За повара был доктор. Это дело он знал не хуже своего коновальства. У него даже такое фирменное блюдо было — «коновальское»: готовил он его после холощения жеребцов из того, чего сам же несчастных коней лишал. Такое блюдо среди конников считается даже обязательным — вроде ритуала: скорее у них все заживет! Но доктор на это был мастер, что холостить, что потом жарить: пальчики оближешь! А уж картошку с селедкой да с луком он как-нибудь да по охоте мог изготовить.
И вскоре мы уже окружили дымящийся котелок.
Пламмер причмокивал. Пламмер качал головой. Пламмер рассуждал:
— Мы, американцы, ищем духовных путей возвращения на родину. Делали мы Америку, делали, многое сделали: автомобили, автоматы, холодильники, стиральные машины, телевизоры, противозачаточные средства… Нет, чего-то не хватает! Делаем, делаем, а что-то все равно не получается. Тут мы вспомнили: родина! Отчий дом! Мы вспомнили: кто из нас швед, кто немец, кто англичанин, я — русский.
— «Оглянись на отчий дом» — есть такой американский роман, — сказал переводчик.
— Да, — подтвердил Пламмер, — но у того же автора есть роман «Домой все равно не вернешься», и сам он, этот автор, не дожил до сорока лет.
Пламмер усмехнулся и после обеда предложил нам поехать с ним посмотреть землю, которую он покупает здесь для конефермы: хочет учиться у английских «бридеров», знатоков породы.

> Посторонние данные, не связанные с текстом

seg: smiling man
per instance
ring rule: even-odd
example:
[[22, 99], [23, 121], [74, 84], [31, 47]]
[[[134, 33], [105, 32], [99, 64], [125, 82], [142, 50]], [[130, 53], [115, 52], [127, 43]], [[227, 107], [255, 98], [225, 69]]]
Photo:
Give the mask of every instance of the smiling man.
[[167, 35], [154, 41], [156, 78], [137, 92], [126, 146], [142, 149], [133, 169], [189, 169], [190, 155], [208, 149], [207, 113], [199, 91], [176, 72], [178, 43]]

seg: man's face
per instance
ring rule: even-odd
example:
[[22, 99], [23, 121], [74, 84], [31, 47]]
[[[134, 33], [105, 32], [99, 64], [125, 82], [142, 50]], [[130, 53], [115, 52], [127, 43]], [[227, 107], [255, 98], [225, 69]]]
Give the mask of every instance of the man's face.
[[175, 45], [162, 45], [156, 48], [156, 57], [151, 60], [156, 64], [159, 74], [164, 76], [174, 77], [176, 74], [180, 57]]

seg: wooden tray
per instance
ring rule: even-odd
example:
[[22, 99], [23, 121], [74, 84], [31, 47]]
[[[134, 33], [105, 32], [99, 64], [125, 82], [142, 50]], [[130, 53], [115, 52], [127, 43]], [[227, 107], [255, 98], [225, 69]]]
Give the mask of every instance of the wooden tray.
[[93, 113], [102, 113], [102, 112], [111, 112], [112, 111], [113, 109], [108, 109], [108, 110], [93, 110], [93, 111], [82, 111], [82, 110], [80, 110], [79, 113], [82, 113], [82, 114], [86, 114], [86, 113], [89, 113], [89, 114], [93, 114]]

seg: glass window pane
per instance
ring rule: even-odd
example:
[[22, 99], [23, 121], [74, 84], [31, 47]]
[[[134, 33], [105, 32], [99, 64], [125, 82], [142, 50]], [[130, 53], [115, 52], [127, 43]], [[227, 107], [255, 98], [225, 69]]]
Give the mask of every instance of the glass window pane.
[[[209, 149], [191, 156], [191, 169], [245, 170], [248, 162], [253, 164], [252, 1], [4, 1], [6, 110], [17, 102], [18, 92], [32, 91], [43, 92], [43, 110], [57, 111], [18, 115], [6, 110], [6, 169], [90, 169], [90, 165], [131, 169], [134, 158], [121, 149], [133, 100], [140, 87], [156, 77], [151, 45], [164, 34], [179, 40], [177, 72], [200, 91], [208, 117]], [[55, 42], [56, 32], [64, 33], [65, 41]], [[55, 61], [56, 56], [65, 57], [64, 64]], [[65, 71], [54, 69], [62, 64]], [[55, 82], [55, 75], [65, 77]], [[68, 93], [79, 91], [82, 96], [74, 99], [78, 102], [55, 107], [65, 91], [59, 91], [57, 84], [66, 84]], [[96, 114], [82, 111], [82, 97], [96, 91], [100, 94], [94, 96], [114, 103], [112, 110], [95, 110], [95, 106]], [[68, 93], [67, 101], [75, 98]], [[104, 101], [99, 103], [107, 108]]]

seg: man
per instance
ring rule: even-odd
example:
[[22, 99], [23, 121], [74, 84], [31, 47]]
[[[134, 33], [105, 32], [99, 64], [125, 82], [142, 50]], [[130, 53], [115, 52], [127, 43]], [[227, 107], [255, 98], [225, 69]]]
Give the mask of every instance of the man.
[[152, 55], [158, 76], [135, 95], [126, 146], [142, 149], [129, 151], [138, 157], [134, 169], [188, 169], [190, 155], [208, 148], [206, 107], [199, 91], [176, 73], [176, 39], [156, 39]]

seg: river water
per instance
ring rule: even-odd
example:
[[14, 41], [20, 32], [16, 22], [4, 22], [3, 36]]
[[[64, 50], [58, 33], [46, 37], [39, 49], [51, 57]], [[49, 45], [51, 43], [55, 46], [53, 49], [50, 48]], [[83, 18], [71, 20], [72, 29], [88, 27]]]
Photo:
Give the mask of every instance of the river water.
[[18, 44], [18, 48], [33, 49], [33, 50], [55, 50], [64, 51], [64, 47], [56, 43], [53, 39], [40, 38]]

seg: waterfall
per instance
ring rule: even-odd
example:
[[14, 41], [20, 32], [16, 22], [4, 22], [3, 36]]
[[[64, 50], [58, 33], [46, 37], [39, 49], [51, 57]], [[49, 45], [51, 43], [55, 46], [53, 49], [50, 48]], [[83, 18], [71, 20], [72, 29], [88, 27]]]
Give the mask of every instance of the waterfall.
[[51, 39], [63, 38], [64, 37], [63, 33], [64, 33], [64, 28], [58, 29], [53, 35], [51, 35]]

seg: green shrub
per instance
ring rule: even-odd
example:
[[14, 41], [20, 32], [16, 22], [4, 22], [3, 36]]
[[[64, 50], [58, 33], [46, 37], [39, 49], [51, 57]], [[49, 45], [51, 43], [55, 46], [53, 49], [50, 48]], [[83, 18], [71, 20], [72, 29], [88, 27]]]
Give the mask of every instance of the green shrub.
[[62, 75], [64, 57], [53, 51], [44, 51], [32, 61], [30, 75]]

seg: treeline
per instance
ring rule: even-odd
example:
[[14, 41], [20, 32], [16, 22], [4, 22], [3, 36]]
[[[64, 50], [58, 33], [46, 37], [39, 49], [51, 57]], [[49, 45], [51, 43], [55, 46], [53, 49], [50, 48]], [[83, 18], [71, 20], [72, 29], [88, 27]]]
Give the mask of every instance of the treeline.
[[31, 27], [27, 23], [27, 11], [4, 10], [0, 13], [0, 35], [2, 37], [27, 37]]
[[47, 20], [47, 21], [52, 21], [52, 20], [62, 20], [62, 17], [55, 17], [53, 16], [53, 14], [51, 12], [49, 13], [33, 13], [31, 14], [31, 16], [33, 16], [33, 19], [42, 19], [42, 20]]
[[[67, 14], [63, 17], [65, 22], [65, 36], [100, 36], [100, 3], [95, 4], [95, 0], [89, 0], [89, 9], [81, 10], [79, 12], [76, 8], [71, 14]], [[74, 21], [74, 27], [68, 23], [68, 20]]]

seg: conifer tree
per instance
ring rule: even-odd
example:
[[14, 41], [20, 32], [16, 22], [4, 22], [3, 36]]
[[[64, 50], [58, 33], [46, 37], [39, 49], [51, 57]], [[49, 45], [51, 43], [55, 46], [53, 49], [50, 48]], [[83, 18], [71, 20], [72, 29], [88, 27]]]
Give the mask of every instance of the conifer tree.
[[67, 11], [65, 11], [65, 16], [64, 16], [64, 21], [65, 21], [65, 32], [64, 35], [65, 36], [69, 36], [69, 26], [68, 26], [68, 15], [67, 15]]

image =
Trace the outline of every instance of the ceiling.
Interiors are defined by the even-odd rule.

— Мистер Пламмер, — пояснил его спутник, — коневод начинающий. Еще дилетант. Его дело — текстиль, гостиницы, газеты и такси. А лошади — для души.
Я вспомнил, что в Америке, когда скакал я на Анилине, мы то и дело видели «Пламмер» — на вывесках, на рубашках, на авторучках. Гостиница была «Пламмер», и на попоне, которую подарили Анилину, стояло «Пламмер». Но как-то в голову не приходило, что за этим стоит реальный человек, да еще из Куро-гиберники.
На пути, в машине, попали мы на некоторое время в атмосферу деловой жизни мистера Пламмера.
— Душить, душить и еще раз душить их, негодяев, — говорил он своему спутнику, которого называл Смит, о каких-то поставщиках шерсти. — Или же купить их на корню! А что Австралия?
Смит ответил, что Австралия пока молчит.
— Подлецы! Закажи на завтра три билета. Вылетаем. Надо скупить на корню их там, вместе с пастбищами.
— Смотрите, какой замок, — сказал переводчик.
— Плевать я хотел на замок, — отозвался Пламмер, — не занимаюсь замками. Вот церковь небольшую, православную, на вывоз, но чтобы подлинная, примерно семнадцатый век, я бы взял.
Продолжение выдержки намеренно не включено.